Raizen, Brazil's largest sugar and ethanol producer thanks to Cosan's 24 sugarcane mills, distributes fuel--including ethanol, gasoline and diesel--through a network of 4,561 gas stations across the country. Most of the pumps belong to Shell, but around 1,700 of them came from the Esso brand that Cosan had bought from Exxon Mobil Corp. in 2008.
While synergies have come ahead of schedule, Raizen's original five-year expansion plan is starting to look ambitious due to a slowdown in Brazil's center-south sugarcane production, Martins said.
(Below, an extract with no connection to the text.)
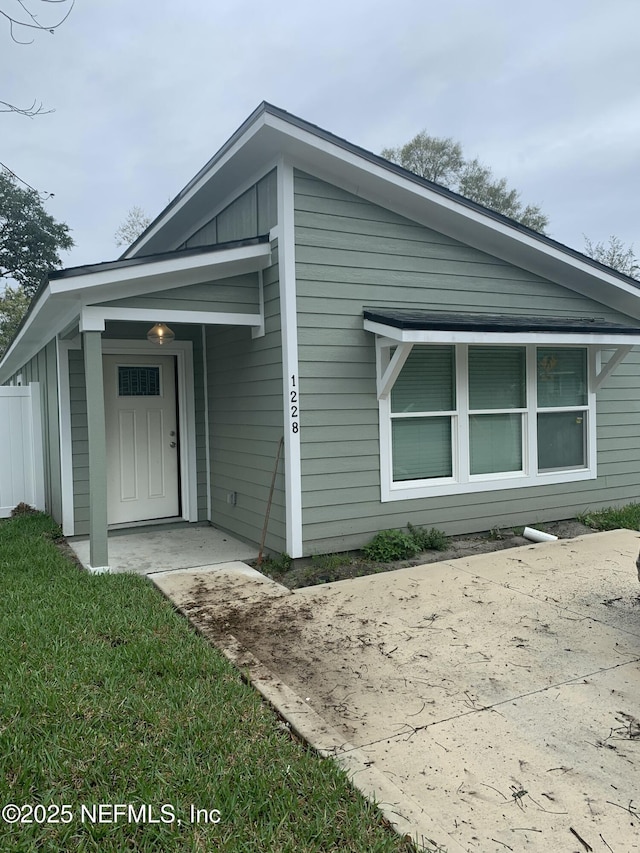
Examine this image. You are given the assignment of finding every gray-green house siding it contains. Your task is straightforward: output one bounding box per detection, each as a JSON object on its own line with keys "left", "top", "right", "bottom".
{"left": 293, "top": 171, "right": 640, "bottom": 553}
{"left": 206, "top": 246, "right": 286, "bottom": 552}
{"left": 93, "top": 273, "right": 261, "bottom": 314}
Officially, Raizen expects to invest as much as $7 billion to expand its milling capacity to 100 million metric tons of sugarcane per year, up from 65 million tons now.
But the firm crushed around only 53 million tons of cane in the nearly finished 2011-12 season. While Raizen doesn't yet have a revised investment outlook, Martins said the company may reduce its target for crushing capacity around March.
Cosan is also exploring ways to get more out of its foods unit, Cosan Alimentos, which mainly produces and sells sweeteners under the Uniao brand and accounts for about 4% of overall revenue.
"Our long-term goal is to become, through Cosan Alimentos, part of an integrated foods company that isn't just restricted to sugar and that allows to better leverage our strategy and logistical network," Martins said. He said Cosan isn't considering selling the unit, but would allow it to "go from having Ebitda to contributing dividends," for instance.
Cosan is effectively betting that sugar prices will rise next year, as it has been hedging future production slightly less aggressively than in the past. The firm so far has hedged 25% of its expected 2012-13 sugar production, down from about 30% in previous years.
"We've been hedging less, exposing ourselves a little more to sugar prices, to be able to capture moments of upside to prices," Machado said, adding that the risks posed by volatile sugar prices have diminished due to Cosan's increasingly diversified business portfolio.